Dylan MacLennan, a proud Mi’kmaw from Lennox Island First Nation, is a professional engineer and the founder of L’nu Energy. He holds a bachelor’s degree in sustainable design engineering from the University of Prince Edward Island and is passionate about renewable energy. His expertise spans solar, wind, battery storage, hydrogen and gas turbines, and he has significant experience working with the Wind Energy Institute of Canada and the Summerside Sunbank Project. Dylan is currently completing a PhD at UPEI’s School of Climate Change and Adaptation, where his research focuses on how First Nations might achieve net-zero greenhouse gas targets. He is also working towards being registered with Natural Resources Canada as an energy advisor. Dylan actively engages with youth through the Netukulimk Education Program, where he promotes renewable energy and STEM careers while being guided by the seven generations principle. In his free time, he enjoys being out in nature with his young family and taking on hobbies as varied as golfing, fishing, hunting, hiking, gardening and outdoor construction.
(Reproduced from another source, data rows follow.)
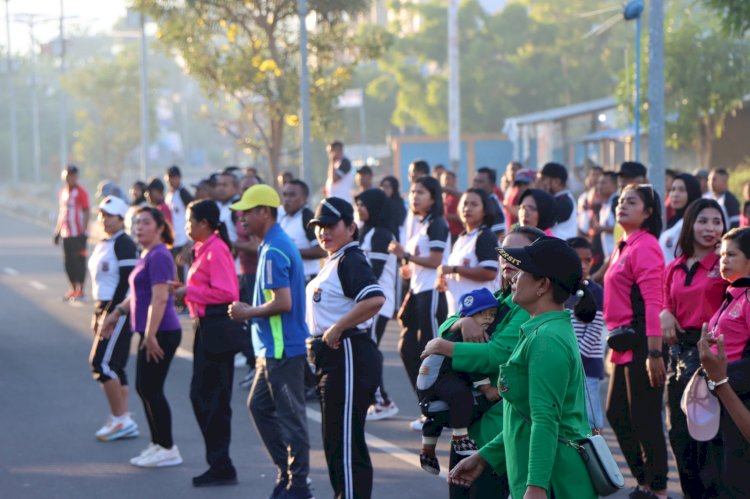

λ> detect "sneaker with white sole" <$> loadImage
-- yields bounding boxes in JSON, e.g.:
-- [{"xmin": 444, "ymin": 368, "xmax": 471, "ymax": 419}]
[
  {"xmin": 409, "ymin": 416, "xmax": 427, "ymax": 431},
  {"xmin": 130, "ymin": 442, "xmax": 160, "ymax": 466},
  {"xmin": 96, "ymin": 416, "xmax": 140, "ymax": 442},
  {"xmin": 367, "ymin": 401, "xmax": 398, "ymax": 421},
  {"xmin": 131, "ymin": 445, "xmax": 182, "ymax": 468}
]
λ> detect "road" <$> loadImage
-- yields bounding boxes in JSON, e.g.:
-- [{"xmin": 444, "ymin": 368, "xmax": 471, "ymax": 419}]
[{"xmin": 0, "ymin": 213, "xmax": 679, "ymax": 499}]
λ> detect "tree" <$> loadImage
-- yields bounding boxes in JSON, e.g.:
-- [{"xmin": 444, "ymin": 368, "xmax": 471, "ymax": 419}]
[
  {"xmin": 135, "ymin": 0, "xmax": 388, "ymax": 186},
  {"xmin": 63, "ymin": 44, "xmax": 158, "ymax": 180},
  {"xmin": 704, "ymin": 0, "xmax": 750, "ymax": 37}
]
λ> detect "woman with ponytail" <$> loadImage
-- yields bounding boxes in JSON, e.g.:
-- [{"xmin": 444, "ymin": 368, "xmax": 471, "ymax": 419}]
[
  {"xmin": 449, "ymin": 236, "xmax": 596, "ymax": 499},
  {"xmin": 174, "ymin": 200, "xmax": 241, "ymax": 487}
]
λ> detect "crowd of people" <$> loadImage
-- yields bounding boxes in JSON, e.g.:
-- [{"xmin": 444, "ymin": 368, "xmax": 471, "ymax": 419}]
[{"xmin": 55, "ymin": 142, "xmax": 750, "ymax": 498}]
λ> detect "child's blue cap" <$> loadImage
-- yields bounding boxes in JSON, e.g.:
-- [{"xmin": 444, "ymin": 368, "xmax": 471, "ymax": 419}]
[{"xmin": 458, "ymin": 288, "xmax": 497, "ymax": 317}]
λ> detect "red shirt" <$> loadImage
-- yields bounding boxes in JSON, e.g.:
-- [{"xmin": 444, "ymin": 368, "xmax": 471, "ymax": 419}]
[
  {"xmin": 708, "ymin": 278, "xmax": 750, "ymax": 362},
  {"xmin": 664, "ymin": 251, "xmax": 727, "ymax": 329},
  {"xmin": 604, "ymin": 229, "xmax": 664, "ymax": 364},
  {"xmin": 185, "ymin": 234, "xmax": 240, "ymax": 318},
  {"xmin": 443, "ymin": 193, "xmax": 464, "ymax": 237},
  {"xmin": 58, "ymin": 184, "xmax": 91, "ymax": 238}
]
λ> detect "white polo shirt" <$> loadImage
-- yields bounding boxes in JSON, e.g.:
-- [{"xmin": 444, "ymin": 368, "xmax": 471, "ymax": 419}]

Hailing from Corner Brook, N.L., Cameron Pittman is currently pursuing a degree in theology at Vanguard College in Edmonton, Alta. Cameron’s life has been defined by his love for the outdoors, sports, hunting, fishing, volunteering, coaching alongside his father, and being actively involved with his church. What drives Cameron most is his profound desire to be a part of someone’s story. Whether it’s being a supportive friend, coaching and mentoring kids, or assisting neighbours in need, he finds his purpose in having a positive impact on others’ lives. Rooted in his family’s Christian faith and their tradition of lending others a helping hand, Cameron aims to become a pastor for the next generation, specializing in an approach geared towards teenagers and children. He firmly believes that the youth need guidance, and this aligns perfectly with his passion. Completing his theology degree is the first step towards achieving his goal of becoming a pastor dedicated to guiding the young leaders of tomorrow.
Born and raised in the tight-knit community of Walpole Island First Nation, Bobbi Whiteye is a dedicated advocate for mental health and addictions support. Currently in the final stages of her studies in mental health and addictions, Bobbi has a deep desire to uplift her community in everything she does. Bobbi’s educational pursuit isn’t just about personal growth; it’s a commitment to equipping herself with the knowledge and skills needed to make a meaningful difference in the lives of those in her community who are struggling. Beyond her academic endeavours, Bobbi is an active member of her home community, where she strives to serve as a positive role model for families and individuals alike. Her dedication extends not only to her professional life, but also to her personal life as she makes every effort to be a beacon of hope and support for her own family.